Most of my fantasies in graduate school revolve around finding someone to study with, and under. I blame television programs.

Around the time I was applying for graduate school, I was in an open marriage. Meaning: I had a husband and a boyfriend. I didn’t appreciate my husband entirely. I did, but at the same time I didn’t. What I mean is that I didn’t appreciate the stability I had.

The whole “until it’s gone” thing. But I wasn’t happy with him. That’s part of the joke isn’t it? I don’t think I’ll ever *be* happy. Happiness should not be an end-goal because it’s fleeting, cyclic. I was stable with him. And that was more important than my happiness, and fuck it, I was happy anyway, just unsatisfied in the relationship romantically. But again, romance… am I dreaming?

My husband and I divorced so I could marry my boyfriend so that he could live with me in the US. We had a trial run my first quarter of school… bad fucking idea, lemme tell you. I was incredibly distracted, among other things. It ended up revealing how ultimately incompatible we were.

(1.5 years later, I told him to kill himself. 1.5 months ago he reached out to me.)

I had this interest in white guys with long hair for years. I blame rock bands.
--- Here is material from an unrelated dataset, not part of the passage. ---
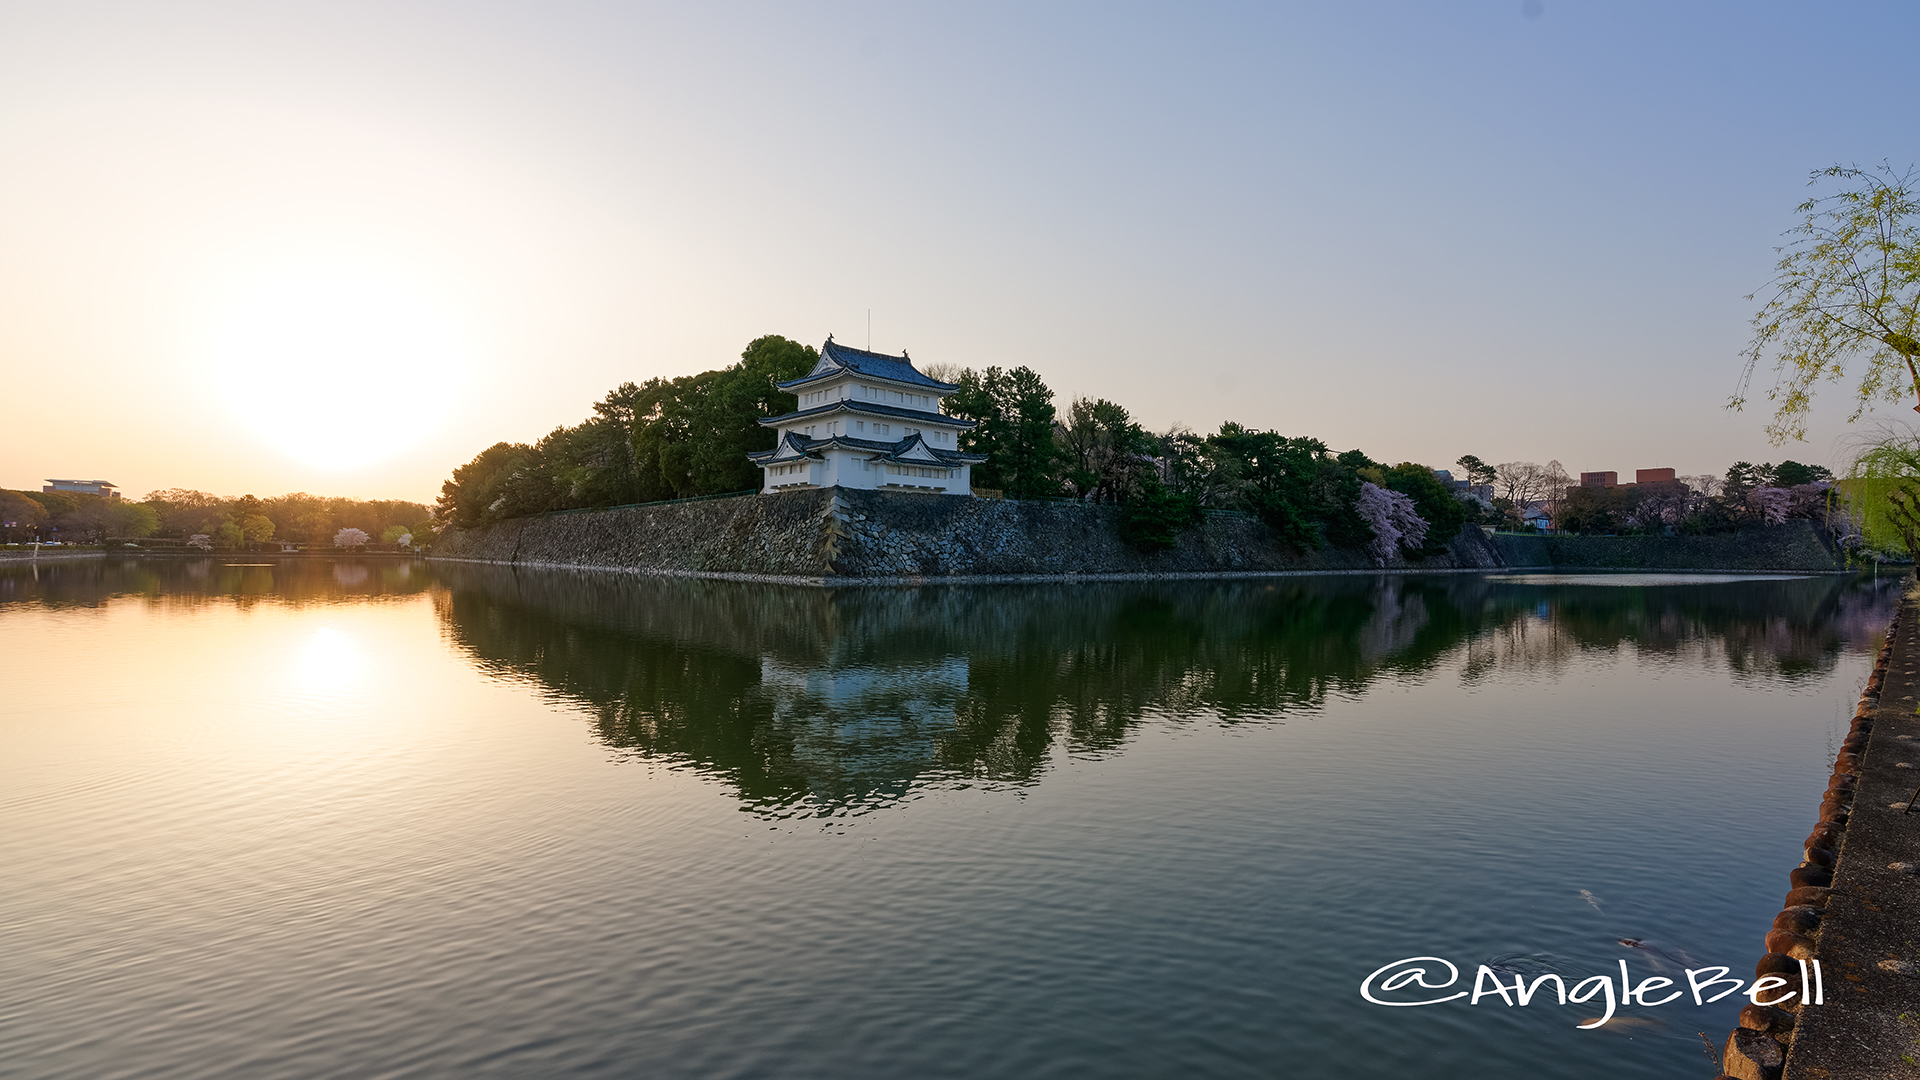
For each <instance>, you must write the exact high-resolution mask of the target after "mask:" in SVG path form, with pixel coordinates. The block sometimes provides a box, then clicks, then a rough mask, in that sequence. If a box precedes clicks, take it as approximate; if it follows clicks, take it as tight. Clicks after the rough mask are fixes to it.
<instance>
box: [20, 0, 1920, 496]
mask: <svg viewBox="0 0 1920 1080" xmlns="http://www.w3.org/2000/svg"><path fill="white" fill-rule="evenodd" d="M1916 40H1920V6H1914V4H1872V2H1859V4H1845V6H1839V4H1834V6H1814V4H1784V2H1782V4H1761V2H1741V4H1730V2H1728V4H1676V2H1670V0H1663V2H1619V0H1607V2H1571V0H1544V4H1528V6H1526V8H1523V4H1521V0H1486V2H1480V0H1455V2H1342V4H1315V6H1306V4H1302V6H1283V4H1248V6H1233V4H1206V6H1202V4H1181V6H1171V4H1169V6H1137V4H1112V2H1108V4H981V2H973V4H952V6H931V4H914V6H908V4H866V6H862V4H812V6H801V4H785V6H749V4H684V6H645V4H611V2H605V4H588V2H574V4H564V2H545V4H480V2H461V4H451V2H449V4H430V2H417V4H355V2H328V4H257V2H244V4H240V2H234V4H196V2H171V4H146V2H123V4H88V2H63V4H25V2H4V4H0V373H4V375H6V384H8V388H10V394H8V407H6V409H4V411H0V417H4V429H0V486H13V488H19V486H38V482H40V480H42V479H44V477H81V479H94V477H98V479H108V480H113V482H119V484H121V486H125V488H127V490H129V492H132V494H144V492H146V490H152V488H167V486H190V488H202V490H211V492H219V494H242V492H252V494H261V496H265V494H280V492H288V490H311V492H317V494H353V496H361V498H417V500H426V502H430V500H432V496H434V494H436V492H438V488H440V482H442V480H444V479H445V477H447V473H449V471H451V469H453V467H455V465H461V463H465V461H467V459H470V457H472V455H474V454H478V452H480V450H482V448H486V446H488V444H492V442H497V440H534V438H538V436H541V434H543V432H547V430H551V429H553V427H555V425H561V423H576V421H580V419H582V417H584V415H586V413H588V407H589V404H591V402H593V400H597V398H599V396H603V394H605V392H607V390H609V388H612V386H614V384H618V382H622V380H628V379H632V380H641V379H647V377H653V375H684V373H691V371H703V369H710V367H720V365H726V363H732V361H733V359H735V357H737V356H739V350H741V348H743V346H745V344H747V340H751V338H755V336H758V334H787V336H793V338H799V340H804V342H808V344H818V342H820V340H822V338H826V336H828V334H829V332H833V334H837V336H839V338H841V340H845V342H851V344H856V346H864V344H868V340H870V338H868V311H870V309H872V346H874V348H877V350H885V352H897V350H900V348H908V350H912V356H914V357H916V359H918V361H947V363H960V365H972V367H985V365H991V363H998V365H1008V367H1010V365H1021V363H1023V365H1031V367H1035V369H1037V371H1039V373H1041V375H1043V377H1044V379H1046V380H1048V382H1050V384H1052V386H1054V390H1056V392H1058V402H1060V404H1062V405H1064V404H1066V400H1068V398H1071V396H1075V394H1089V396H1106V398H1112V400H1116V402H1119V404H1123V405H1127V407H1129V409H1133V413H1135V415H1137V417H1139V419H1140V421H1144V423H1146V425H1148V427H1154V429H1165V427H1167V425H1173V423H1185V425H1188V427H1192V429H1198V430H1212V429H1213V427H1215V425H1219V423H1221V421H1223V419H1236V421H1240V423H1246V425H1254V427H1273V429H1279V430H1283V432H1286V434H1315V436H1319V438H1323V440H1327V442H1329V444H1332V446H1334V448H1336V450H1346V448H1356V446H1357V448H1361V450H1365V452H1367V454H1371V455H1373V457H1379V459H1386V461H1400V459H1417V461H1427V463H1432V465H1446V463H1450V461H1453V459H1455V457H1459V455H1461V454H1478V455H1480V457H1484V459H1488V461H1509V459H1534V461H1546V459H1559V461H1561V463H1565V467H1567V469H1571V471H1574V473H1578V471H1582V469H1617V471H1620V473H1628V471H1632V469H1636V467H1667V465H1670V467H1676V469H1680V471H1682V473H1703V471H1715V473H1718V471H1724V469H1726V465H1728V463H1730V461H1734V459H1755V461H1759V459H1776V461H1778V459H1780V457H1797V459H1801V461H1832V463H1837V459H1841V457H1843V455H1845V446H1847V440H1849V438H1851V436H1855V432H1853V430H1851V429H1847V425H1845V423H1843V419H1845V415H1847V411H1849V409H1847V402H1845V392H1837V394H1836V392H1830V394H1826V396H1824V398H1822V400H1820V402H1818V404H1816V417H1814V430H1812V436H1811V442H1809V444H1801V446H1789V448H1772V446H1768V444H1766V440H1764V436H1763V432H1761V427H1763V423H1764V411H1763V407H1764V402H1763V404H1761V407H1749V411H1747V413H1728V411H1724V409H1722V405H1724V402H1726V398H1728V394H1730V392H1732V390H1734V386H1736V379H1738V375H1740V348H1741V346H1743V344H1745V340H1747V334H1749V327H1747V319H1749V317H1751V313H1753V309H1755V302H1749V300H1745V296H1747V294H1749V292H1755V290H1763V288H1764V284H1766V282H1768V279H1770V269H1772V263H1774V258H1776V256H1774V246H1776V244H1778V242H1780V240H1782V238H1780V234H1782V231H1784V229H1788V227H1789V225H1791V221H1793V213H1791V211H1793V206H1795V204H1797V202H1799V200H1803V198H1805V196H1807V175H1809V173H1811V171H1812V169H1818V167H1822V165H1830V163H1836V161H1841V163H1853V161H1859V163H1878V161H1882V160H1891V161H1893V163H1895V165H1901V167H1905V165H1908V163H1912V161H1914V160H1920V150H1916V146H1914V119H1912V110H1914V102H1916V100H1920V94H1916V90H1920V86H1916V83H1920V69H1916V67H1914V65H1912V61H1910V50H1912V44H1914V42H1916ZM1901 413H1905V409H1903V407H1893V409H1891V411H1887V415H1901Z"/></svg>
Around the time I was applying for undergrad, I had just ended my most serious relationship. Meaning: He broke up with me. I didn’t appreciate my boyfriend. I did, but at the same time I didn’t. What I mean is that I cheated on him. Twice. He says it was three times.
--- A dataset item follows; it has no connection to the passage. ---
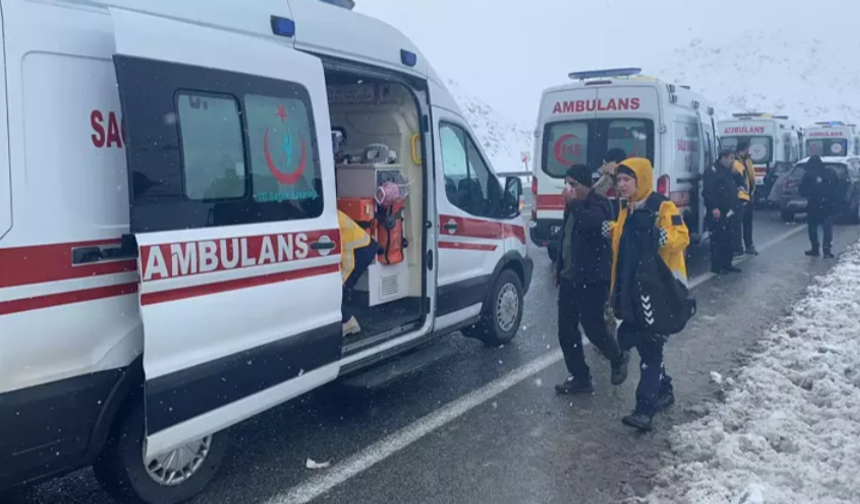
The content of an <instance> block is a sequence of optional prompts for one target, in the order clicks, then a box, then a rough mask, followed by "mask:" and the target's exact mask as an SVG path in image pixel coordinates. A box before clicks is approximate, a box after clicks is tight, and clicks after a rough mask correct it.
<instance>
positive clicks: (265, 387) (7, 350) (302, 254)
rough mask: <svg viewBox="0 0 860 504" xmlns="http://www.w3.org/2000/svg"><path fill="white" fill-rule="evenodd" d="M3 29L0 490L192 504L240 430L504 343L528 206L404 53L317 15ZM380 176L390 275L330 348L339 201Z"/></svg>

The whole “grass is greener” thing. I was incredibly happy with him. Or at least high off of the oxytocin from all the fucking. We fucked a lot. We related a lot too, being on the outside looking in. And then of course, music.

My boyfriend and I broke up and he got married so he could live with his girlfriend in Germany. We were on-and-off for some months after we broke up… bad fucking idea. It ended up revealing how ultimately sex-driven we were.

(9.5 years later, we got back together. 1.5 months ago he reached for the meth pipe.)

Most of my fantasies in graduate school revolve around finding someone to study with, and under.